Долго еще вспоминал Семен, как продолжал вместе с Харитоном Лаптевым в течение двух лет вояжировать по берегам Ледовитого океана, и в итоге составили точную карту полуострова-гиганта.

Вспомнил Челюскин и об Овцыне.

— Дмитрий-то нынче по заслугам и по совести оправдан. Второго ранга капитан, возместили ему и жалованье за прошлые годы, только за деньги здоровья не купишь, прихварывает он частенько.

Спиридов вспомнил их последнюю встречу, печальные глаза Дмитрия на исхудавшем, утомленном лице.

Для Спиридова вменялось иногда бывать на берегу, в Ораниенбауме, договариваться о провизии, налаживать снабжение яхт водой, узнавать, нет ли каких указаний от Адмиралтейств-коллегии. Общаясь с придворными и обслуживающей челядью, он поневоле узнавал дворцовые новости. Спустя месяц он уже знал, что императрица в последнее время все больше выражает недовольство взаимоотношениями четы наследников. Минуло пять лет их супружеской жизни, а желанный продолжатель династии так и не появился на свет. Да и как ему быть, когда супруги, по существу, живут порознь, у каждого свои интересы, свои взгляды на жизнь, противоположные цели в будущем. Если беспечный Петр Федорович знал, что престол ему достанется так или иначе, то его супруга все чаще задумывалась о своей незавидной участи. Ее проницательный ум начинал искать наиболее благоприятный выход из того унизительного положения, в котором она оказалась...

Вскоре Спиридову привелось пообщаться наяву с царствующими особами. Во второй половине июля затяжные дожди прекратились, за неделю установилась жаркая погода, и однажды Спиридова вызвал генерал-адъютант Петр Шувалов, давно пожалований Елизаветой в графы.

— Ее величество изъявило желание завтра совершить небольшой променад по морю. Изготовьте все, как положено, и будьте поутру у пристани. Провизию и напитки загрузите сего же дня. Вам подадут их к пристани.

— Позвольте узнать, ваше сиятельство, сколько персон предполагается к прогулке? — почтительно спросил Спиридов.

— Дюжины полторы, не менее, да прислуги дюжины две наберется. Имейте в виду, что ее величество будут сопровождать их высочества.

Далеко за полночь сновали шлюпки между пристанью и яхтой. Часть прислуги осталась ночевать на борту яхты. Матросы носились как угорелые, все понимали, что такие визиты могут обернуться и немилостью. Для салютов на яхте с каждого борта торчали по две пушчонки, возле них копошились канониры.

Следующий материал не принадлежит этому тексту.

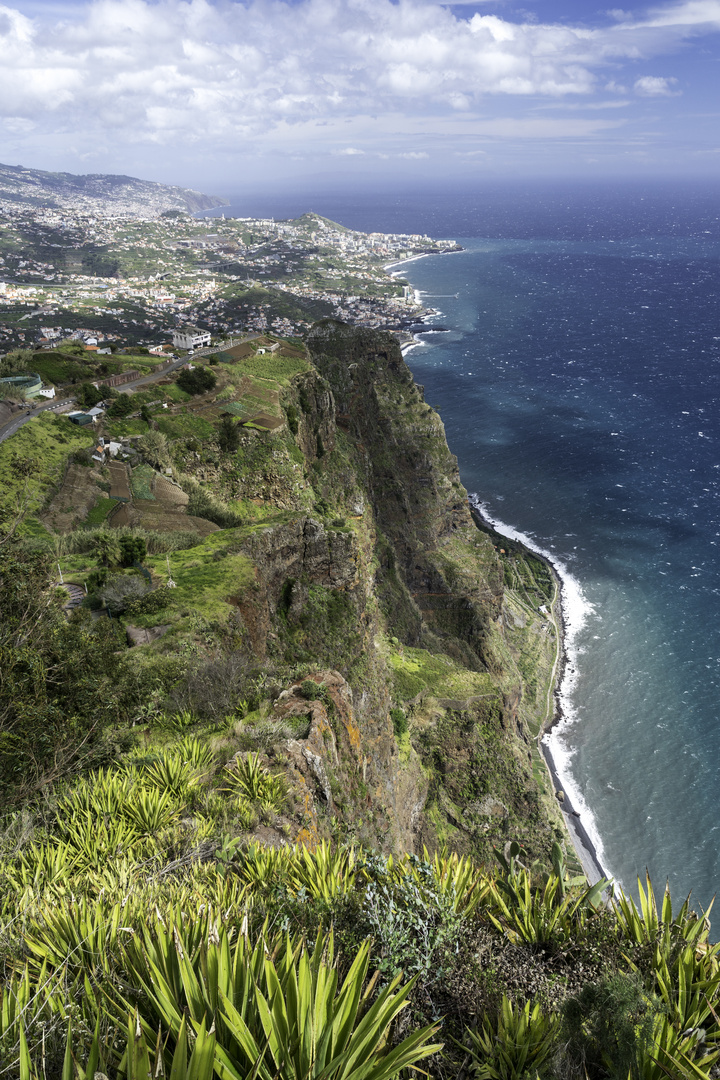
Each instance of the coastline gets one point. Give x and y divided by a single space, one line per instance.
582 842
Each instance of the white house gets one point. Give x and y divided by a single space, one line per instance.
190 337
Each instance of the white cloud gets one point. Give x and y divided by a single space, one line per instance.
650 85
189 72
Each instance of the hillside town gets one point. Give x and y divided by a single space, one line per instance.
130 273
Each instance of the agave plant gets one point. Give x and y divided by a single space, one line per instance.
173 774
275 1007
198 753
324 873
516 1043
539 914
648 925
250 779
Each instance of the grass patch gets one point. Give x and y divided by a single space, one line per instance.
174 393
54 368
32 461
271 366
207 577
140 482
417 670
100 511
184 427
120 429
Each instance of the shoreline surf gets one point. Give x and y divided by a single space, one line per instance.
572 609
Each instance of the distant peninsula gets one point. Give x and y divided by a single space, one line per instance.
97 192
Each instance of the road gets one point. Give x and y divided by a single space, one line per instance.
16 421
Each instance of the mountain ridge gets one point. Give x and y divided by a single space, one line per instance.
108 191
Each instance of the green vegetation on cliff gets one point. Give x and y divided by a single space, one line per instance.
301 748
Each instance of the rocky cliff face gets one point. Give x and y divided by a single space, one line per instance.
388 597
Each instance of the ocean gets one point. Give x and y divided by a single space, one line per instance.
575 363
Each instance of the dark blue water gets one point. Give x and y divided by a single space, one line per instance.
580 388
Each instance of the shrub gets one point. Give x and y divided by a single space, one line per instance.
399 721
121 406
155 601
197 381
228 435
133 549
153 448
312 690
119 590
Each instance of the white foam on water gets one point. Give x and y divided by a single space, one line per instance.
576 610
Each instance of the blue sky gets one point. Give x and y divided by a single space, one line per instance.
233 96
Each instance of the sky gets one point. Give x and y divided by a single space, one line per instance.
230 96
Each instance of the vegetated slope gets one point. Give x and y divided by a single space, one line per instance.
35 186
299 773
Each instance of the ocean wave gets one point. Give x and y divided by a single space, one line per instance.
576 609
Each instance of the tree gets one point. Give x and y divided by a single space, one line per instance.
121 589
153 447
121 406
132 550
87 395
106 549
58 676
228 435
198 380
15 361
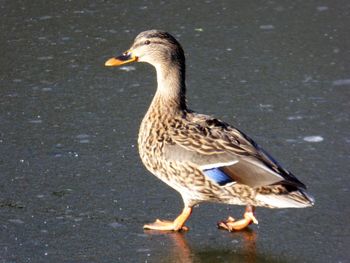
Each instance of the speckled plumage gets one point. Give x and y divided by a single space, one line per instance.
180 146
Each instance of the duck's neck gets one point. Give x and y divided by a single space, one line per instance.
171 90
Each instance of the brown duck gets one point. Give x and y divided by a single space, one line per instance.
203 158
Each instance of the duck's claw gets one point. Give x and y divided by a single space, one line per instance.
232 225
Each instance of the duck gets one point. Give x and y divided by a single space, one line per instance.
200 156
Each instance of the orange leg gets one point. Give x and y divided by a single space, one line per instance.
232 225
176 225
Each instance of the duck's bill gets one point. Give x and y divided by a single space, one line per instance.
125 58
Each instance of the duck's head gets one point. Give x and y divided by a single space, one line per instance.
153 46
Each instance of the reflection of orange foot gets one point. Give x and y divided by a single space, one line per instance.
232 225
176 225
165 226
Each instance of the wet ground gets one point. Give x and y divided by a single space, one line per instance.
72 187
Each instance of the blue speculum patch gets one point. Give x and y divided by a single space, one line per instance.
218 176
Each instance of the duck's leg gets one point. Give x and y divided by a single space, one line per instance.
176 225
232 225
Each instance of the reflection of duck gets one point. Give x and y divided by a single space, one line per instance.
203 158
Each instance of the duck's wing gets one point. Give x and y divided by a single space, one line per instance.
225 154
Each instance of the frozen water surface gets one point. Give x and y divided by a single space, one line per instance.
72 188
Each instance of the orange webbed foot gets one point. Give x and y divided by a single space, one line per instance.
235 225
177 225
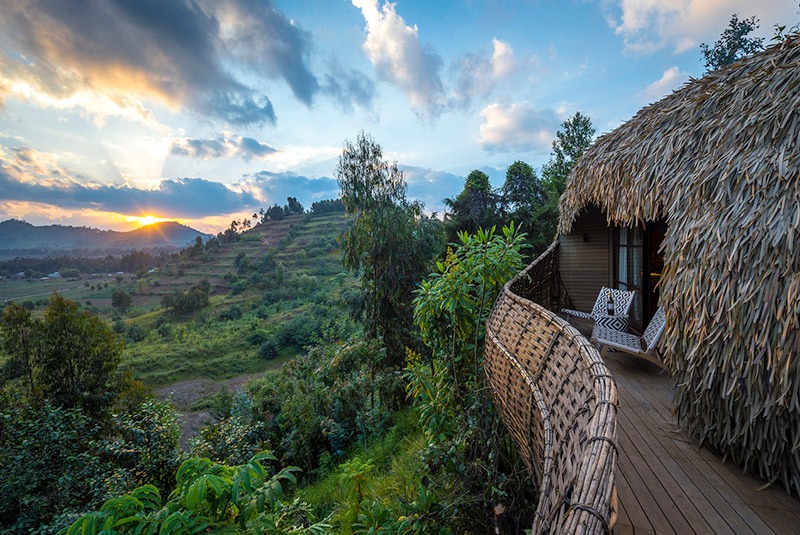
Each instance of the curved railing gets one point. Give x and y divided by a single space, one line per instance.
557 401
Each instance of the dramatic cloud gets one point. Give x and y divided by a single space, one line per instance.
648 25
669 81
431 186
349 86
476 75
517 127
224 145
179 53
30 176
399 57
261 36
277 187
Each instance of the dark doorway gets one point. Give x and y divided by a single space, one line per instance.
638 263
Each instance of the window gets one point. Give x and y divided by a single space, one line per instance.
629 268
638 263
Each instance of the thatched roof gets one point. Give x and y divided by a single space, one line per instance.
720 160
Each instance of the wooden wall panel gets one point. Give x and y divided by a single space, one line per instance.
585 262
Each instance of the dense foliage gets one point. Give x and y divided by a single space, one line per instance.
733 45
68 357
390 241
208 497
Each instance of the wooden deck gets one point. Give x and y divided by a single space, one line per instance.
667 484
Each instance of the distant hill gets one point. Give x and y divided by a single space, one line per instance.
18 238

Едва взошло солнце, на первой шлюпке перевезли всю прислугу. Кареты с императрицей показались у пристани только к полудню. На первой шлюпке разместилась императрица и великокняжеская чета. Рядом с Елизаветой все время находился довольно молодой человек, миловидный и обходительный. «Видимо, это и есть новая симпатия Елизаветы, о которой мне давеча проговорился гвардейский офицер», — подумал Спиридов.

Камер-юнкер Иван Иванович Шувалов, которого впервые видел Спиридов, в свои двадцать три года лишь прошлой осенью был замечен императрицей и по «случаю» этому пожалован первым придворным званием.

Правда, раньше племянник Петра Шувалова не раз попадался на глаза великой княгине Екатерине. «Я вечно находила его в передней с книгой, — вспоминала Екатерина, — я тоже любила читать, и вследствие этого я его заметила; на охоте иногда я ним разговаривала; этот юноша показался мне умным и с большим желанием учиться, он также иногда жаловался на одиночество, в каком оставляли его родные; ему было тогда восемнадцать лет, он был очень недурен лицом, очень услужлив, очень вежлив, очень внимателен и казался от природы очень кроткого нрава».

Но томившейся без внимания своего супруга Екатерине, как заметил во время прогулки Спиридов, видимо, был далеко не безразличен другой камер-юнкер, молодой красавец и, наверное, балагур и повеса. Его то и дело подзывал к себе великий князь, они о чем-то переговаривались, поглядывая в сторону фрейлин, и хохотали...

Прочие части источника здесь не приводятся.